Résumé par Doctrine IA

La Cour d'Appel de Toulouse a confirmé l'ordonnance du Tribunal de Grande Instance de Toulouse qui avait déclaré irrecevables les demandes du Comité d'Établissement Sud Ouest de la société Altran Technologies concernant la justification des délégations de pouvoir de l'employeur pour sa représentation au comité. La Cour a également confirmé le rejet des demandes du Comité relatives à l'organisation des réunions du comité d'établissement et à l'organisation de réunions extraordinaires, faute de trouble manifestement illicite. La question juridique principale portait sur la régularité de la représentation de l'employeur lors des réunions du comité et sur la tenue des réunions conformément aux dispositions légales et au règlement intérieur du comité.
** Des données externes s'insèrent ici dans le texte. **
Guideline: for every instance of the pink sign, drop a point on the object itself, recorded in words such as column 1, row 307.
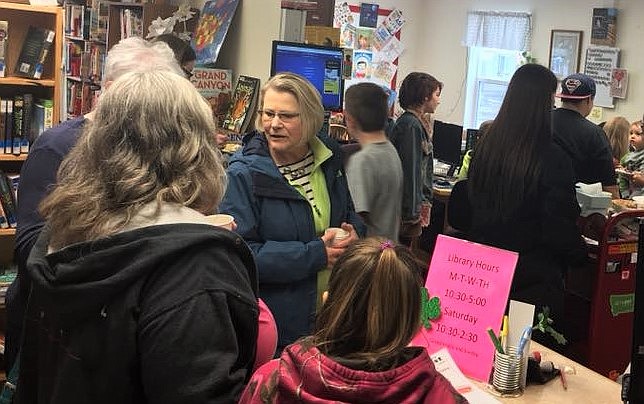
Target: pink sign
column 472, row 282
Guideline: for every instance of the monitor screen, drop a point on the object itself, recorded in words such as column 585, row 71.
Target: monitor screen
column 321, row 65
column 447, row 142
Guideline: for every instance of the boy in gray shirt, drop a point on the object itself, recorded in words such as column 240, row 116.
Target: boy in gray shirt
column 374, row 172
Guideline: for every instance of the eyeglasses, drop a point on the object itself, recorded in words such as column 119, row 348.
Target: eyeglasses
column 286, row 117
column 187, row 72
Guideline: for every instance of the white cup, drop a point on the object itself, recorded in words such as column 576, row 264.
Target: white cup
column 339, row 234
column 221, row 220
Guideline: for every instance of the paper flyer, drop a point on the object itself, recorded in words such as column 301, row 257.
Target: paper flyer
column 472, row 282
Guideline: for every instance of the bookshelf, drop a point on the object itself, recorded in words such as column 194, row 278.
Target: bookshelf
column 92, row 27
column 20, row 17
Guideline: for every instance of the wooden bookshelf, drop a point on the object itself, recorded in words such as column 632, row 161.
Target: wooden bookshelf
column 20, row 17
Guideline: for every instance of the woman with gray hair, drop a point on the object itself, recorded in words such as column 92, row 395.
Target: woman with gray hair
column 136, row 298
column 286, row 187
column 38, row 173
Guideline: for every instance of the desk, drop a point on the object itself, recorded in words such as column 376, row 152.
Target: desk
column 585, row 386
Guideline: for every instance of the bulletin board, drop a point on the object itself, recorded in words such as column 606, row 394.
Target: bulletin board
column 370, row 36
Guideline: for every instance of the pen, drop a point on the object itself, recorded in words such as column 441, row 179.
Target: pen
column 562, row 376
column 504, row 333
column 525, row 337
column 495, row 340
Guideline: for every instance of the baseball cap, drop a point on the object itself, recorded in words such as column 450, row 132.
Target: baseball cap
column 577, row 87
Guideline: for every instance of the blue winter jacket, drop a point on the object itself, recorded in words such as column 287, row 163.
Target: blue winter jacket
column 277, row 223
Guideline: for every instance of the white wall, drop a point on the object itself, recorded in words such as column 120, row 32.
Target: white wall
column 438, row 49
column 432, row 38
column 247, row 48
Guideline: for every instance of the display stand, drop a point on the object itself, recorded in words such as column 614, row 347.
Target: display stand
column 600, row 296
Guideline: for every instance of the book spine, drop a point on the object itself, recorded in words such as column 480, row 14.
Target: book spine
column 39, row 120
column 6, row 197
column 8, row 133
column 4, row 30
column 4, row 223
column 3, row 122
column 18, row 127
column 49, row 114
column 27, row 119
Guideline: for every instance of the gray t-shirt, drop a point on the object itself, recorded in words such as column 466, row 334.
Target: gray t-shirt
column 375, row 181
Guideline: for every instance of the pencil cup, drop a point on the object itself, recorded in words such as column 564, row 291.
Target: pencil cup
column 509, row 369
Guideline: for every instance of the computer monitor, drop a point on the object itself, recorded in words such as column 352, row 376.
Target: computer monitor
column 471, row 138
column 447, row 142
column 321, row 65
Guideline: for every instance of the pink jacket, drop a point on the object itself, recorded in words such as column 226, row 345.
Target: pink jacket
column 307, row 376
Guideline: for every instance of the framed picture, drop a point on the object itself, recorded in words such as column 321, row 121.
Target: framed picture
column 565, row 51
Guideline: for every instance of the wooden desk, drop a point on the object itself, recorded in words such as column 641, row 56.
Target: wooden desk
column 585, row 386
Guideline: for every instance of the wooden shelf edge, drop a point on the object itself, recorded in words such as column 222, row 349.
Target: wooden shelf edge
column 7, row 232
column 30, row 8
column 23, row 81
column 11, row 157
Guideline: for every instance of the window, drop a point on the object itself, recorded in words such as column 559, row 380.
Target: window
column 488, row 74
column 495, row 40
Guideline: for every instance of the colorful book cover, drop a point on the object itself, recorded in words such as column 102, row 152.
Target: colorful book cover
column 34, row 51
column 211, row 30
column 216, row 87
column 368, row 15
column 240, row 113
column 364, row 38
column 604, row 30
column 362, row 61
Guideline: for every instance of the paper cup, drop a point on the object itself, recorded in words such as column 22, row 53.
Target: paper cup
column 339, row 234
column 221, row 220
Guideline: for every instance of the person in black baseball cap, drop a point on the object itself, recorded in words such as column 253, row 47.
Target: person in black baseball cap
column 585, row 142
column 578, row 86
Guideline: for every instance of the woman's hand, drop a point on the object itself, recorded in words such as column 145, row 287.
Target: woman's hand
column 637, row 178
column 335, row 248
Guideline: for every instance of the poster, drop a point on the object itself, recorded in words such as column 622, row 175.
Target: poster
column 211, row 29
column 472, row 282
column 619, row 83
column 215, row 85
column 604, row 29
column 599, row 64
column 368, row 15
column 374, row 66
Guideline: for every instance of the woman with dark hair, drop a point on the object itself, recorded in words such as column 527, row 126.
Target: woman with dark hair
column 522, row 194
column 411, row 135
column 360, row 350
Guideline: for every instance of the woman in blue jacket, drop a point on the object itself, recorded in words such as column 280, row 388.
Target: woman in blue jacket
column 286, row 187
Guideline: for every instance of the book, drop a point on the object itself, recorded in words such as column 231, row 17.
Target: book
column 4, row 30
column 18, row 127
column 8, row 127
column 7, row 200
column 216, row 87
column 243, row 102
column 27, row 119
column 34, row 52
column 14, row 181
column 604, row 30
column 49, row 114
column 3, row 122
column 211, row 29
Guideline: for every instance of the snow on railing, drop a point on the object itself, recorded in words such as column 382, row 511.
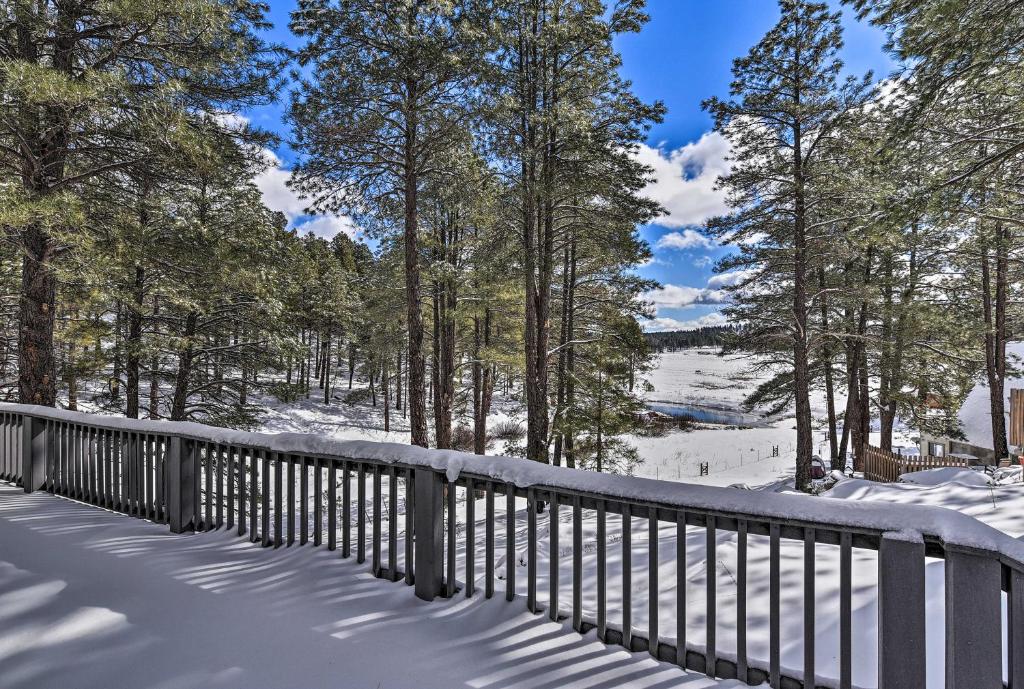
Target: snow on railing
column 280, row 489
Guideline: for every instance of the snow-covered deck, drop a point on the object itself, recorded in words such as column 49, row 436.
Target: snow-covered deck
column 89, row 598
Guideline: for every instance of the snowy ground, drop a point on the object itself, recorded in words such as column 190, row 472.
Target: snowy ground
column 93, row 599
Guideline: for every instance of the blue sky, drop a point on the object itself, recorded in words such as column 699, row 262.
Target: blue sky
column 683, row 55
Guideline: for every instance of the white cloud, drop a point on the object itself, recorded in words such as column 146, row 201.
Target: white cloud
column 327, row 226
column 272, row 183
column 684, row 179
column 665, row 325
column 680, row 296
column 687, row 239
column 730, row 278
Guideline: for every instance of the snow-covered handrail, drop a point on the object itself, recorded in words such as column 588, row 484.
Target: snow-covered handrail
column 200, row 477
column 947, row 527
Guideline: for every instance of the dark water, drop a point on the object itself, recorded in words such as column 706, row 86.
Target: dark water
column 708, row 415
La juridiction de première instance avait jugé que les demandes du Comité ne se rattachaient pas par un lien suffisant aux autres demandes et que la preuve d'un trouble manifestement illicite n'était pas suffisamment démontrée. La Cour d'Appel a suivi ce raisonnement, estimant que le mandat confié par le Comité ne portait que sur la tenue de réunions et la convocation à des réunions de continuation ou extraordinaires, et non sur la question des délégations de pouvoir. La Cour a également jugé que le règlement intérieur du Comité, bien qu'approuvé pour une durée indéterminée, ne rendait pas caduc de plein droit le règlement intérieur adopté par le précédent comité et que l'article invoqué n'imposait pas expressément l'organisation de réunions supplémentaires. Enfin, la Cour a confirmé l'absence de droit à des réunions extraordinaires pour reprendre les questions non épuisées de l'ordre du jour précédent, et a débouté le Comité de ses demandes annexes relatives aux frais irrépétibles et aux dépens d'appel.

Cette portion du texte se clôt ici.